Answer
a) Neither
b) Arithmetic sequence, next term= 3
c) Geometric sequence, next term=$9\sqrt 3$
d) Arithmetic sequence, next term= 3
Work Step by Step
a) $5-(-3)\ne -3-5$. There is no common difference. Therefore the sequence is not an arithmetic progression.
$5\div(-3)\ne -3\div5$. There is no common ratio. Therefore the sequence is not a geometric progression.

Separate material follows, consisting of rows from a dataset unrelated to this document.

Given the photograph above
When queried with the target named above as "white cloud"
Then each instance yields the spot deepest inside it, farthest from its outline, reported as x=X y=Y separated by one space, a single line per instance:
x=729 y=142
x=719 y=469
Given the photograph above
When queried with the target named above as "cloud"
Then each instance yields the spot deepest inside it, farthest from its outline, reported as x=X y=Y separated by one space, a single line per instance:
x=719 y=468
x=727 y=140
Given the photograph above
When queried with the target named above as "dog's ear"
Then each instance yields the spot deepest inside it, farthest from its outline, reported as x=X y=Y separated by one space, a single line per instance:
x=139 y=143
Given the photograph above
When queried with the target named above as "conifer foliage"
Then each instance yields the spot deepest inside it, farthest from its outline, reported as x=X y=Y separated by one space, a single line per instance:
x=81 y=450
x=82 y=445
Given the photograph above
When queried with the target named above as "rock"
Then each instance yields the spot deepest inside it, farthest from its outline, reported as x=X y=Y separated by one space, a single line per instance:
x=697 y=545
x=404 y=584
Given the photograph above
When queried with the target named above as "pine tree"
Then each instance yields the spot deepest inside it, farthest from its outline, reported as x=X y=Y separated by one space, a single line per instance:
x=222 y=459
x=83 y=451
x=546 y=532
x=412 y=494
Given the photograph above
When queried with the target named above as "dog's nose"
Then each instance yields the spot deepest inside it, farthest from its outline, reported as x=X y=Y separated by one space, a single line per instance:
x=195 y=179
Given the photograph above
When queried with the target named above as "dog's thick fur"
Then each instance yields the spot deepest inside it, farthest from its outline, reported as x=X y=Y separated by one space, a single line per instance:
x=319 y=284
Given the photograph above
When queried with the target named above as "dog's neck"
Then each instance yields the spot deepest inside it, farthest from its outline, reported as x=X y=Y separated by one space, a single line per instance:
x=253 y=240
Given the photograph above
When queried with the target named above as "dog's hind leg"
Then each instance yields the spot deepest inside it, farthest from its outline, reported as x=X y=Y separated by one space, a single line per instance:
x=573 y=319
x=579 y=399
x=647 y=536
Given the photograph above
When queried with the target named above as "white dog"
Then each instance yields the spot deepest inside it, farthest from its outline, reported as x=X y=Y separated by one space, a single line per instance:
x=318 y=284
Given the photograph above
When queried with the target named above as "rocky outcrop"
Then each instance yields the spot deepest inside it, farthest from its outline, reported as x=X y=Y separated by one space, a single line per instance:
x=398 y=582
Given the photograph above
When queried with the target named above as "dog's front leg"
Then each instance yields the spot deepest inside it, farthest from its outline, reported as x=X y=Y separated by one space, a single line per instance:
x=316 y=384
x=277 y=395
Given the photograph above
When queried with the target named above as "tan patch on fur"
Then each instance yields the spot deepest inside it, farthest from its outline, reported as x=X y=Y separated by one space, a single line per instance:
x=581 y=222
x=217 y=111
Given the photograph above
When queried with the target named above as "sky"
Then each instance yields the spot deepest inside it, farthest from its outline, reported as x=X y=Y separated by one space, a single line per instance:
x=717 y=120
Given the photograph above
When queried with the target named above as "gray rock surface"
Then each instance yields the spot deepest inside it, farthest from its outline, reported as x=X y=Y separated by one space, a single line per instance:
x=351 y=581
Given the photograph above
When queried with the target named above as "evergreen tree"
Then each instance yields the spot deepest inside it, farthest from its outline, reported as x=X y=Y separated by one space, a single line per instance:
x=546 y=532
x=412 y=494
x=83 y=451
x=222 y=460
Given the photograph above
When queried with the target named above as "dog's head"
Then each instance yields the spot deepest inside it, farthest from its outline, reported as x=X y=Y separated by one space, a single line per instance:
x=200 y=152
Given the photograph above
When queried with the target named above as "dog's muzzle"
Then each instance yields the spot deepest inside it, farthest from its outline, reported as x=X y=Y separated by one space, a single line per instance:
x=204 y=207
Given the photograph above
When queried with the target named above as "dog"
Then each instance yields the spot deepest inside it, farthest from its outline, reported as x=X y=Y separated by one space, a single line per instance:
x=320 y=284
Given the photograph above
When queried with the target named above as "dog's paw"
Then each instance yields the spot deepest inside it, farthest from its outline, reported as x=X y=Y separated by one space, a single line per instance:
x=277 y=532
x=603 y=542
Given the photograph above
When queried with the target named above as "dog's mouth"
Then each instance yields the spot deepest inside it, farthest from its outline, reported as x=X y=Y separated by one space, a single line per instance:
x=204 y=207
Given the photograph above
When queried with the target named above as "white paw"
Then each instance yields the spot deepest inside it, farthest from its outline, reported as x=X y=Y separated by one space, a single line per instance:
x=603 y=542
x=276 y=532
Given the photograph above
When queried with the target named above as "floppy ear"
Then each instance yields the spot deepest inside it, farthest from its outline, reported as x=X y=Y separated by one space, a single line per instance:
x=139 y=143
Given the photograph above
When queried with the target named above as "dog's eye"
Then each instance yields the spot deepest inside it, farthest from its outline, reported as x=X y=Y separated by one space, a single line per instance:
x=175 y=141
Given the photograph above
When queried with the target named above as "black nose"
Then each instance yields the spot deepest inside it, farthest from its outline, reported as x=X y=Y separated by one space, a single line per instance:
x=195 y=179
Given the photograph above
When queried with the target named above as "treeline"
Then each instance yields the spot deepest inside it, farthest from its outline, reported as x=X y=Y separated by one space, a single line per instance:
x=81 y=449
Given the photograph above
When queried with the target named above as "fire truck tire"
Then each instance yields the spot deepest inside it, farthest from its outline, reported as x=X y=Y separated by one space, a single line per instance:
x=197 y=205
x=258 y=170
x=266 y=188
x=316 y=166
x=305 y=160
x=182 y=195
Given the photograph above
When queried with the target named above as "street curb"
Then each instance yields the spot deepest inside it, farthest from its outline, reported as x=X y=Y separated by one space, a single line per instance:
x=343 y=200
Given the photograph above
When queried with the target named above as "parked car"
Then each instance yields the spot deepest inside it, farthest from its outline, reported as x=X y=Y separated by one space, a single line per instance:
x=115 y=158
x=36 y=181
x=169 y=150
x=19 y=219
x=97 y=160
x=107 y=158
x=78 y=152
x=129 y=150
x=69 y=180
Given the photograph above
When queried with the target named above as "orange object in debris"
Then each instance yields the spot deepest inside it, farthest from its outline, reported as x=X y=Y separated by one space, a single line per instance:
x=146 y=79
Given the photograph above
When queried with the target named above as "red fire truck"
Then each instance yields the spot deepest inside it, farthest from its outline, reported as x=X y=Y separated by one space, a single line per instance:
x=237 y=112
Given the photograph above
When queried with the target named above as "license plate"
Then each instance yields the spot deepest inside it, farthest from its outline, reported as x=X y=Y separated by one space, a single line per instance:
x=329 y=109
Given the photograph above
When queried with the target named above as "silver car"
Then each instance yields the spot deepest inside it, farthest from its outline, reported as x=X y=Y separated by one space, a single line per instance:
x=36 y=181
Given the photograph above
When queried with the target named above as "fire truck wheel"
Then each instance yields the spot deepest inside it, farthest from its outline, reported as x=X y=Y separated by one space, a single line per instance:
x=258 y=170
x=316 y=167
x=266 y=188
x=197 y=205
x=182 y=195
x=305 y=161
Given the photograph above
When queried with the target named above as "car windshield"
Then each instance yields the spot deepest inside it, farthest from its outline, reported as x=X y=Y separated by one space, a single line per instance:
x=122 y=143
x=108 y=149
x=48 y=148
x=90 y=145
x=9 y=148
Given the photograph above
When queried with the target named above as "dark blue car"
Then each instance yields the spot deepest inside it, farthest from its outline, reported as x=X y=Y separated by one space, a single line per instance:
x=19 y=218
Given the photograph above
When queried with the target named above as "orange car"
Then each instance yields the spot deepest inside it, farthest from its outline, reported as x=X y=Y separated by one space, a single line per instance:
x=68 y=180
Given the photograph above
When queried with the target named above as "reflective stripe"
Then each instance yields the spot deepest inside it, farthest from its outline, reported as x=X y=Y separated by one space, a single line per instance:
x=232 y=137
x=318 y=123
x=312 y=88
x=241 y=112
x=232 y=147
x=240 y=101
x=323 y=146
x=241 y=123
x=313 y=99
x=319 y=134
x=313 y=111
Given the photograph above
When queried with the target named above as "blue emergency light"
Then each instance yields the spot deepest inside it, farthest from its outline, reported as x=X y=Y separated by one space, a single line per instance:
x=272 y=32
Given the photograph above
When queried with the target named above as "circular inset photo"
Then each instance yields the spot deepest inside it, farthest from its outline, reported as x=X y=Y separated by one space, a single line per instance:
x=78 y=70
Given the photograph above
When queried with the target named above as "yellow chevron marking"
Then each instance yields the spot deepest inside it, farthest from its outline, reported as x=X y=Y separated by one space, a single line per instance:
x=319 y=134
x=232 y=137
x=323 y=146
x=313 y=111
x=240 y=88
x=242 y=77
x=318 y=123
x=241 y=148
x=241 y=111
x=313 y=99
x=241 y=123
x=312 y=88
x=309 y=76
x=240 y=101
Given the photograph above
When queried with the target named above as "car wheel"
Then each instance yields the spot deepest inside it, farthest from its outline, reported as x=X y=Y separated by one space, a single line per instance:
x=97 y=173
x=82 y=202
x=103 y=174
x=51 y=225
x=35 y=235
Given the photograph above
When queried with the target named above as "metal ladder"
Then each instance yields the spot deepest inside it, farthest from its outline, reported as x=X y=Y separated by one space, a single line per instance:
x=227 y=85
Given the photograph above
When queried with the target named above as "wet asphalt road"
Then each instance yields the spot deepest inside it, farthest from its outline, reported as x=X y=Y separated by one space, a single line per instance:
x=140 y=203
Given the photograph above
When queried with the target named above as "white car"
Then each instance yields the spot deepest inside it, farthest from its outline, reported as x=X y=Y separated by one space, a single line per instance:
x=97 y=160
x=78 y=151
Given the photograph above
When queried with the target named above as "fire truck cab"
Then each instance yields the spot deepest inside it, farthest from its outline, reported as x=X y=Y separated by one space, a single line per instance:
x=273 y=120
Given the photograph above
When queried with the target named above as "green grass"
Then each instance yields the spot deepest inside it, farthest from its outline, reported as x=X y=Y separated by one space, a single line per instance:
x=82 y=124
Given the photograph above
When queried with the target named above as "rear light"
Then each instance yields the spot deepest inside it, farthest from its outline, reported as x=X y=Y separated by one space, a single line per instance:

b) $\frac{7}{3}-\frac{5}{3}=\frac{5}{3}-1=1-\frac{1}{3}=\frac{2}{3}$
The given sequence is an arithmetic sequence with common difference $d=\frac{2}{3}$. Next term= $\frac{7}{3}+\frac{2}{3}=\frac{9}{3}=3$
c) $\frac{9}{3\sqrt 3}=\frac{3\sqrt 3}{3}=\frac{3}{\sqrt 3}=\sqrt 3$
The given sequence is a geometric sequence with common ratio $r=\sqrt 3$. Next term=$9\times\sqrt 3=9\sqrt 3$
d) $\frac{3}{2}-0=0-(-\frac{3}{2})=-\frac{3}{2}-(-3)=\frac{3}{2}$.
The given sequence is an arithmetic progression with common difference $d=\frac{3}{2}$. Next term=$\frac{3}{2}+\frac{3}{2}=3$.